American production of fruits and vegetables could drop. Farms may go out of business. And if House Republicans push for a border enforcement-only immigration overhaul, Americans could pay more for groceries, according to a new study out Monday by the historically conservative Farm Bureau. The study analyzes how three scenarios — enforcement only, enforcement with a path to legalization, and enforcement with a path to legalization that includes a guest worker program — would impact the farm sector, including farm output and food prices.
Farmers and consumers stand to lose the most from an enforcement-only measure, which would include border security measures, like aggressive federal and state deportation efforts, mandated use of an electronic employment system, and harsh penalties for employers who knowingly hire undocumented immigrants.

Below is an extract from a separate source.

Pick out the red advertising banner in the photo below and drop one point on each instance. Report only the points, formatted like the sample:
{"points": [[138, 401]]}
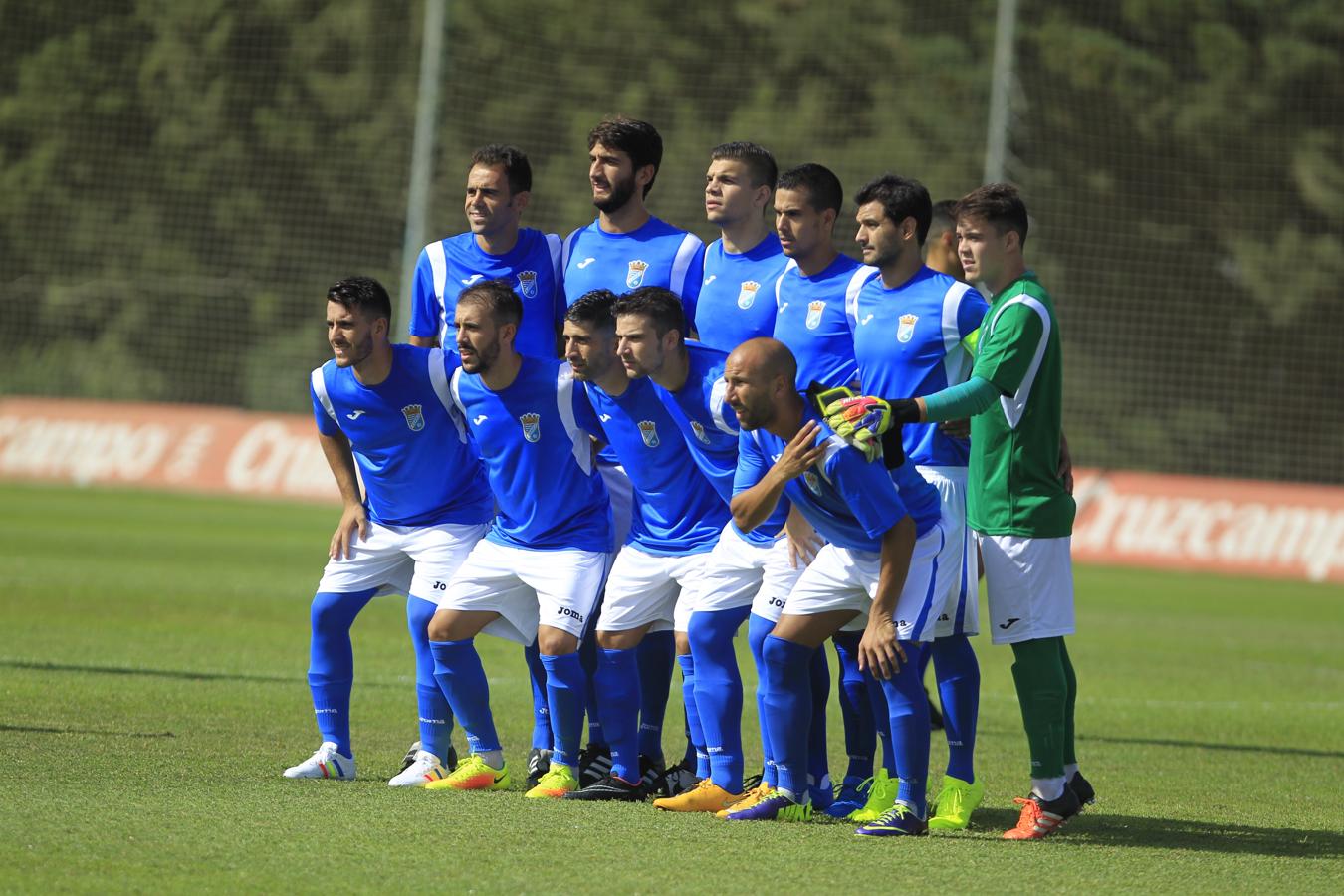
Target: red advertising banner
{"points": [[1131, 519]]}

Such a measure would include a loss of most, if not all of their 525,000 undocumented work force, with a drastic drop in vegetable production (23 to 47 percent) and fruit production (30 to 61 percent), while food prices for consumers would increase by five to six percent. If enforcement was paired with some measure for legalizing undocumented immigrants, vegetable production would also decline between 10 percent to 22 percent and fruit production would drop between 13 percent to 28 percent, while food prices for consumers would increase by two to three percent. And if it included a guest worker program that’s patterned after the Senate immigration reform bill, vegetable production would drop a modest two to nine percent, fruit production would drop three percent to 12 percent, and food prices for consumers would increase by one to two percent. The study authors foresee that this last scenario would also shed undocumented workers because they assume that “some of the legalized undocumented workers [will] eventually [return] home… and that the guest-worker provisions … were limited to only those sectors that demonstrated a particular need for foreign workers rather than simply a generalized reduction in labor availability.”
Reform efforts have languished in Congress in recent days, with Republicans calling for stringent enforcement efforts before any type of legalization can be taken up. But the latest study confirms past state efforts at enforcement-only legislation. Crackdowns on undocumented farm workers in Georgia and Alabama had the unintended consequence of leaving rotting crops and fallow fields. By one account, Georgian farmers lost at least $74.9 million in unharvested crops because 40 percent of the total work force had been pushed out by anti-immigration legislation.
And as it stands with the current immigration system, farmers across the nation are already finding it difficult to fill their need of workers: in Maine, farms have turned to using machines, but robot technology is unable to differentiate between ripened and rotting fruit and in North Carolina, only seven American workers stuck to their job through the end of the growing season.